AT&T is teaming with Ericsson to set up private wireless networks for enterprises. The service will initially use LTE technology, but AT&T plans to offer 5G private wireless soon.
The new offering, called AT&T Private Cellular Networks, can be enabled with CBRS shared spectrum.
AT&T did not participate in the recent CBRS auction, so it does not own any priority access licenses (PALs). But AT&T, or enterprises that don’t own PALs, can still access the CBRS spectrum.
They can use the general authorized access (GAA) tier of the CBRS band for free. Or they can potentially access the other tiers of CBRS spectrum through the unique CBRS spectrum sharing model that aims to make sure none of the spectrum sits fallow with nobody using it.
All of the CBRS spectrum is managed by the spectrum access system (SAS) administrators who grant use of the spectrum and make sure users aren’t causing interference with others.
Ericsson has been talking about private wireless networks for years because the networks have been popular in Europe. But now, with the availability of CBRS spectrum, private wireless is primed to take off in the United States.

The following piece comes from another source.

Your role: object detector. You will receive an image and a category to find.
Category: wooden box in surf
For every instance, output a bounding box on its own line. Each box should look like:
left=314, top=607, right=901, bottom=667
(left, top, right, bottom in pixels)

AT&T, along with Ericsson, will target various industry verticals to build purpose-built private cellular networks for specific use cases.

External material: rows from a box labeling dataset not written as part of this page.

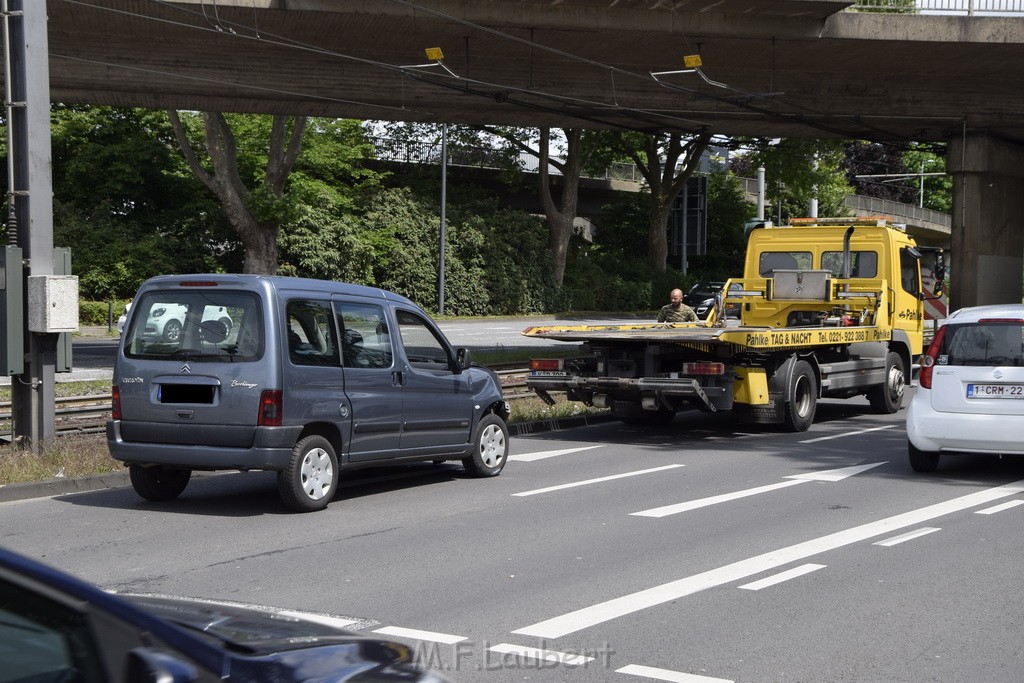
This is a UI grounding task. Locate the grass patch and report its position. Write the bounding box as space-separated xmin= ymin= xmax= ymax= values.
xmin=0 ymin=434 xmax=124 ymax=484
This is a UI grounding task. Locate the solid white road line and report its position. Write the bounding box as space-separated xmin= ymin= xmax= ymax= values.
xmin=487 ymin=643 xmax=594 ymax=667
xmin=871 ymin=526 xmax=942 ymax=548
xmin=508 ymin=443 xmax=604 ymax=463
xmin=630 ymin=480 xmax=806 ymax=517
xmin=374 ymin=626 xmax=466 ymax=645
xmin=274 ymin=609 xmax=358 ymax=629
xmin=615 ymin=664 xmax=732 ymax=683
xmin=974 ymin=501 xmax=1024 ymax=515
xmin=512 ymin=479 xmax=1024 ymax=638
xmin=512 ymin=465 xmax=683 ymax=496
xmin=797 ymin=425 xmax=896 ymax=443
xmin=739 ymin=563 xmax=825 ymax=591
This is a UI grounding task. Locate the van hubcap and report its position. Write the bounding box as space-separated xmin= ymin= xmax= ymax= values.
xmin=300 ymin=449 xmax=334 ymax=501
xmin=480 ymin=425 xmax=505 ymax=467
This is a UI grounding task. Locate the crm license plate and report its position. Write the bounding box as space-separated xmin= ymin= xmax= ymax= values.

The Swedish vendor will provide a localized cellular core, including hardware and software, along with private SIMs and RAN hardware and software.
In an email, an Ericsson spokesperson said that its Industry Connect solution that it's providing to AT&T "is focused on simplifying the enterprise experience through a tightly-packaged and integrated solution. The solution includes a comprehensive network management portal, a network controller package for the core, and has options for both radio dot and micro radios today, with the radio portfolio growing over time."
AT&T Business VP of Mobility Robert Boyanovsky will discuss all this in more detail at the free FierceWireless CBRS panel on Monday, October 19.
AT&T will also offer its on-premises edge technology — AT&T Multi-Access Edge Computing (MEC) — as part of its private wireless portfolio. AT&T considers both AT&T MEC and AT&T Private Cellular Networks as private network solutions.
It says its private networks reduce latency and increase security and control by processing local data on a business site’s premises, instead of routing it over public networks.